Кто был на этом чествовании, — никогда не забудет смертельно бледного лица Чехова, не забудет бессмертной пошлости, которою не в меру разошедшиеся современники окружили своего кумира. Они превратили Чехова в тот самый шкап, которому Леонид Андреевич говорил свою ироническую приветственную речь. И когда московские «герры профессоры» с привычной легкостью стали, как из мешка, сыпать своими «общественными идеалами», «неизменностью убеждений», было стыдно за них и до слез жалко Чехова.
Есть раз навсегда составленные юбилейные речи, в которые, смотря по надобности, в последнюю минуту вставляется имя юбиляра. Речь заготовлена давно, произносилась не раз, на всевозможных юбилеях. Сегодня чествуют Чехова, а потому, и только потому, она начинается со слов: «Дорогой Антон Павлович». И чем эти сегодняшние похвальные речи лучше вчерашних ругательных — неизвестно. И тут и там — полное непонимание личности Чехова, ее вечной, неповторимой ценности. Вчера господствовал инстинкт отталкивания, — и Чехова ругали; сегодня восторжествовал инстинкт притяжения, — и Чехова совершенно так же бессознательно начали душить панегириками.
Слепые вожди не вели толпу, а следовали за ней. И, конечно, не выражали ее мыслей и желаний, потому что сродство, обнаружившееся между Чеховым и предреволюционной толпой, было гораздо глубже и значительнее, чем речи «герров профессоров».
Разговоры о Чехове стали ненужными, бледными, фальшивыми. Между читателем и автором, зрителем и драматургом, по какому-то скрытому закону, установилось молчаливое взаимопонимание. Большой Чехов раскололся, распылился на тысячи тысяч маленьких Чеховых. В каждого читателя и зрителя попала такая чеховская «песчинка», и театр оказался не представлением, а как бы общей исповедью, всеобщим покаянием, рядом с которым умные слова молодых людей, длинные статьи восторженных критиков казались жалкими.
Рампы, отделяющей зрителя от актера, не было. Заболей кто-нибудь из актеров, спектакль можно было продолжать, потому что в театре сидели и «дяди Вани», сотни «сестер» и «вечных студентов».
Вот только, пожалуй, не было старого Фирса, знавшего «способ», как сушить вишню.
Имя этому объединяющему принципу было скоро найдено. Это — чеховщина. Чеховщина — тот воздух, которым дышали тогда все, та среда, в которой жил и Чехов.
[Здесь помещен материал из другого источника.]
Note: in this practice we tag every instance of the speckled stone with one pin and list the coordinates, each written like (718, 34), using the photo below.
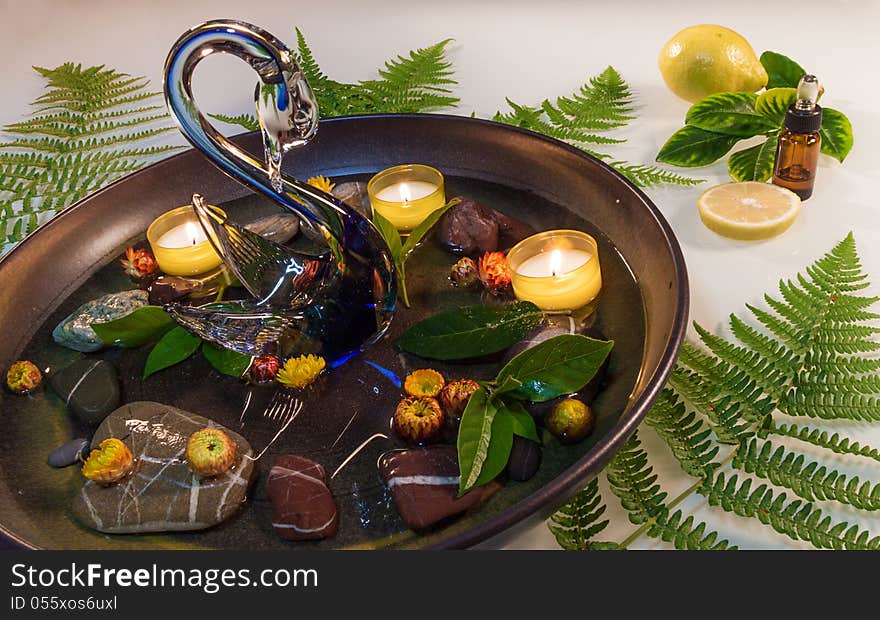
(525, 459)
(89, 388)
(75, 331)
(162, 494)
(302, 506)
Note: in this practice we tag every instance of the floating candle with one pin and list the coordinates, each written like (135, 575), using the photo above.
(180, 244)
(557, 270)
(405, 195)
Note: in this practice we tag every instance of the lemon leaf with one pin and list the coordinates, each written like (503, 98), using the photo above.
(774, 103)
(836, 132)
(755, 163)
(782, 71)
(732, 114)
(691, 146)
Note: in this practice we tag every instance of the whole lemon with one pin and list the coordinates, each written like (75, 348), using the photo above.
(706, 59)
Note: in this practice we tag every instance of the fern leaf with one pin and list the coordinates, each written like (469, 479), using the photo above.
(577, 522)
(634, 482)
(796, 519)
(808, 480)
(84, 134)
(648, 176)
(603, 103)
(817, 437)
(687, 437)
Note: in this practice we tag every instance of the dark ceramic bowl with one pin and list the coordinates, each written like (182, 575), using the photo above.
(77, 247)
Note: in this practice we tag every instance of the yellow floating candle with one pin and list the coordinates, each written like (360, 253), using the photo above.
(180, 244)
(557, 270)
(405, 195)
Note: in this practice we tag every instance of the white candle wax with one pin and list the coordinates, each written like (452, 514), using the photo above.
(406, 191)
(183, 235)
(553, 263)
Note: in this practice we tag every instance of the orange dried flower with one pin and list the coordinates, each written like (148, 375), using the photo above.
(139, 263)
(494, 271)
(23, 377)
(112, 461)
(322, 183)
(423, 382)
(210, 452)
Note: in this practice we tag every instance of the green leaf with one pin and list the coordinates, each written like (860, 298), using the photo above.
(500, 444)
(224, 361)
(773, 103)
(471, 331)
(691, 146)
(560, 365)
(146, 324)
(523, 422)
(732, 114)
(174, 347)
(836, 132)
(422, 229)
(474, 437)
(754, 163)
(782, 71)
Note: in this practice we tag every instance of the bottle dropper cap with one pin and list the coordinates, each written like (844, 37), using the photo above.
(805, 115)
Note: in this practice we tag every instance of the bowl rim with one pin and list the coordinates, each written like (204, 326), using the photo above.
(587, 467)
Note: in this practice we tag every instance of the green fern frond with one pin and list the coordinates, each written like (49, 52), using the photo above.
(634, 482)
(808, 480)
(576, 523)
(817, 437)
(796, 519)
(87, 130)
(647, 176)
(602, 104)
(685, 434)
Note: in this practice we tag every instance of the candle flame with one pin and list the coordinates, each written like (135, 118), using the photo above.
(405, 192)
(191, 231)
(555, 262)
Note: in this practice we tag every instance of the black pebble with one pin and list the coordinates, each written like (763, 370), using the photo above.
(69, 453)
(525, 459)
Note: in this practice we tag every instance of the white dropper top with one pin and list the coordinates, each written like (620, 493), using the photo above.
(807, 93)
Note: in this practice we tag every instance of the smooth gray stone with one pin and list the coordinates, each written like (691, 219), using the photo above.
(354, 194)
(525, 459)
(162, 494)
(90, 388)
(278, 227)
(69, 453)
(75, 331)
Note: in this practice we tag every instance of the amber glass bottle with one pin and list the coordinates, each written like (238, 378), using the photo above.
(797, 153)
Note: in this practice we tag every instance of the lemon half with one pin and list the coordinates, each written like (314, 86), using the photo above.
(748, 211)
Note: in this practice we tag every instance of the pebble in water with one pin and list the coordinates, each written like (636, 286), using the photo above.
(69, 453)
(525, 459)
(424, 484)
(302, 505)
(472, 229)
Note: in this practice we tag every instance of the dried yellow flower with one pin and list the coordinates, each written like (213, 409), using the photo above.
(322, 183)
(298, 372)
(111, 462)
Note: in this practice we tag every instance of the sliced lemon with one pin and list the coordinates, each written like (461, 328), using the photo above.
(749, 210)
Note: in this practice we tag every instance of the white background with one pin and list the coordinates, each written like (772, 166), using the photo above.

Пока пьесы были литературным произведением, пока их читали ценители вроде Урусова, — чеховщина из них не перла. Отношение к ним было чисто эстетическое, свободное. Люди, обладавшие любовью к литературе, художественным чутьем, полюбили их, поддались обаянию чеховской личности. Но социологическая сторона чеховских драм, их коллективная психология тогда еще не выявилась. Провал «Чайки» объясняется не только тем, что эта пьеса менее совершенно воплощает чеховщину, чем «Три сестры» и «Вишневый сад», но также и потому, что в Александринском театре самая неподходящая среда для проявления чеховской психологии, чеховщины. Только московский Художественный театр создал настоящую обстановку, соединил автора со зрителем, поставил пьесы Чехова под знаком чеховщины. И как-то вдруг, без всяких слов, умных разъяснений, комментариев, все стало ясным. Все поняли, что живут в царстве чеховщины, что оно всех давит, и все почувствовали, что ему наступает конец. Одни об этом жалели, другие радовались.